As AI xPU processors continue to increase in current, the density of PoL power delivery solutions has become a critical factor. It is now extremely difficult to reliably deliver power to each part of the xPU without worrying about the dissipated heat affecting the reliability of the chip and causing thermal runaway. In other words, thermal management is one of the major challenges in designing such high-power power supplies. The traditional power delivery method places the regulator on one side of the xPU to transfer power laterally to the processor. Even the smallest resistance of these traces can cause unacceptable voltage (I ² R) drops. The voltage drop across the resistance of the PCB power plane increases proportionally with the increase in xPU current. This means that a few centimeters of PCB power traces between the VR and the BGA pins will generate a lot of losses. Such losses in the PCB copper power plane have become a dominant factor in computing the efficiency and performance of the regulator design. Compared with the traditional 3-chip (discrete) power delivery solution that requires a large number of high-current traces, the use of a single-chip power stage IC with integrated current and temperature circuit blocks can greatly reduce the number of traces on the PCB.

ADI value proposition : MAX16602 + MAX20790 + coupled inductor

The accuracy of AI regulators has become more stringent. Efficiency and size are top priorities. Performance and power consumption are also under scrutiny. As mentioned in the previous section, solving AI accelerator card VR design problems has become a difficult task. Designers are well aware that large steps in the required current cannot be generated without effectively handling unwanted transient effects. Addressing these transient effects also requires some type of high-precision dynamic voltage positioning or load line scheme. Analog Devices has invested heavily in the AI ​​market and provides a complete solution for 48 V and 12 V systems. This section introduces the ADI AI multiphase power chipset, namely the MAX16602 multiphase controller and the MAX20790 power stage, as well as our patented coupled inductor (CL) technology to help solve these AI PoL design challenges. Figure 2 shows the simplified block diagram connection of the MAX16602, MAX20790, and CL for the 8-phase MAX16602CL8_EV design. This relatively simple design achieves a high current delivery capability of approximately 88 A _PK per phase. Internal compensation and advanced control algorithms, along with integrated current sensing circuitry in the power stage and coupled inductors, make this a small size solution with excellent efficiency.

Figure 2. An 8- phase VR design using ADI ’s highly integrated power chipset helps achieve high-density design while reducing external connections.

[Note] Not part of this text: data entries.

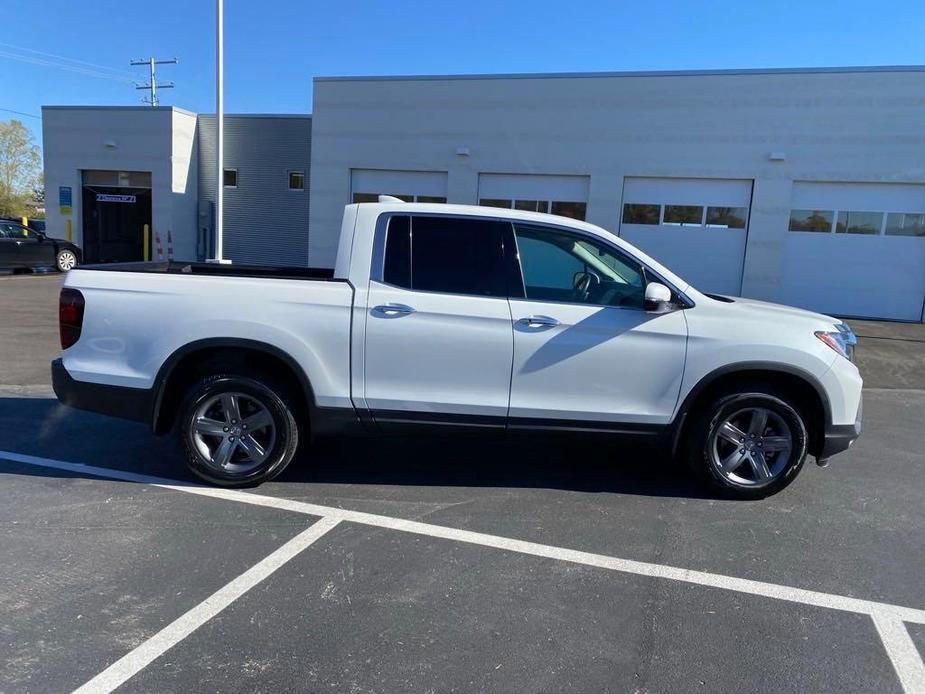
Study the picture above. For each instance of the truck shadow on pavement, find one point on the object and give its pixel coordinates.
(597, 464)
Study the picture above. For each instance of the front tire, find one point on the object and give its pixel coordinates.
(237, 431)
(748, 444)
(65, 260)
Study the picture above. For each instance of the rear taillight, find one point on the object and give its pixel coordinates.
(70, 316)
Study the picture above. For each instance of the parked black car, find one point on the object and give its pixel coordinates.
(25, 248)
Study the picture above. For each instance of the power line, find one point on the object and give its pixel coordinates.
(97, 66)
(34, 60)
(21, 113)
(152, 86)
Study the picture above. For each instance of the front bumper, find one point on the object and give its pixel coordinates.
(116, 401)
(839, 437)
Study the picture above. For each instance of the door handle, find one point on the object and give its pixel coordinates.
(538, 322)
(393, 309)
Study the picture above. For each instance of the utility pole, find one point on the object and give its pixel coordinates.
(152, 86)
(219, 134)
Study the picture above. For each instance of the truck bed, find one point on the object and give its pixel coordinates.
(175, 267)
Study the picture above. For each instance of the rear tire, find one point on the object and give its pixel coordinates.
(749, 443)
(237, 431)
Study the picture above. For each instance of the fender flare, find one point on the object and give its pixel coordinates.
(677, 424)
(167, 368)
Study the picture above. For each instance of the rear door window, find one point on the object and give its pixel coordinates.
(451, 255)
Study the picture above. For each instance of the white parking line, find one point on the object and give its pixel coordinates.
(902, 652)
(142, 656)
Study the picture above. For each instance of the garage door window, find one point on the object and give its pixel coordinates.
(811, 220)
(859, 223)
(726, 217)
(905, 224)
(374, 197)
(562, 208)
(642, 214)
(684, 215)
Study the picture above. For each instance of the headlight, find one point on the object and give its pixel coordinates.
(842, 340)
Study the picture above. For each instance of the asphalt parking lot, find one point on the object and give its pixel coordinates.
(426, 565)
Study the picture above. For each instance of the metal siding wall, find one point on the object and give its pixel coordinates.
(265, 222)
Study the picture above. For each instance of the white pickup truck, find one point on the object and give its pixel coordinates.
(458, 317)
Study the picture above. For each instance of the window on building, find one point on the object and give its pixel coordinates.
(868, 223)
(494, 202)
(905, 224)
(532, 205)
(726, 217)
(296, 180)
(12, 230)
(811, 220)
(374, 197)
(574, 210)
(637, 213)
(684, 215)
(561, 266)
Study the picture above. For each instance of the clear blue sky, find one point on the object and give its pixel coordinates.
(274, 48)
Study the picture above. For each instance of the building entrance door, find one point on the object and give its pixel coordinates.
(113, 223)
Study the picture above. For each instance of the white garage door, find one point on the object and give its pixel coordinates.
(856, 249)
(695, 226)
(366, 185)
(566, 196)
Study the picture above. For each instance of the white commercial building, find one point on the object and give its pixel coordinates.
(799, 186)
(804, 187)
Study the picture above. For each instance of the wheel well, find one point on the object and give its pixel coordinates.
(803, 394)
(207, 360)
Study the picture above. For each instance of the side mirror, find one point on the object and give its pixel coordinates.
(658, 297)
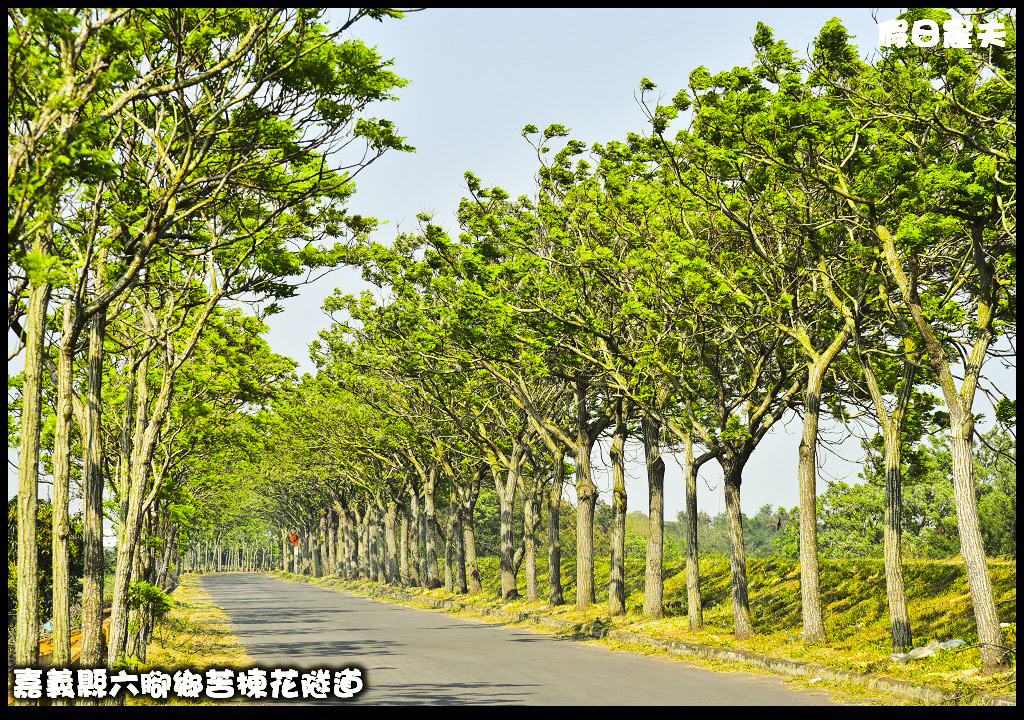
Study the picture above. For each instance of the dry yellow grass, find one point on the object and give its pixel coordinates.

Single-chip intelligent power stage IC with higher integration density

The MAX20790 is a feature-rich smart power-stage IC designed to work with the MAX16602 (and several other ADI controllers in this product family) to implement high-density multiphase regulators. This monolithic integration virtually eliminates the parasitic resistance and inductance between the FETs and drivers that are common in discrete designs, allowing high switching speeds with significantly lower power losses than traditional solutions. If a switch node (V _X ) fault is detected, the power stage is immediately shut down and the fault ID is communicated to the controller. The smart power-stage IC also has an on-chip current sensor. This current sensing circuit block is clearly superior to the method using the inductor DC resistance. It is well known that DCR sensing is inaccurate and requires temperature compensation to make the current measurement reliable.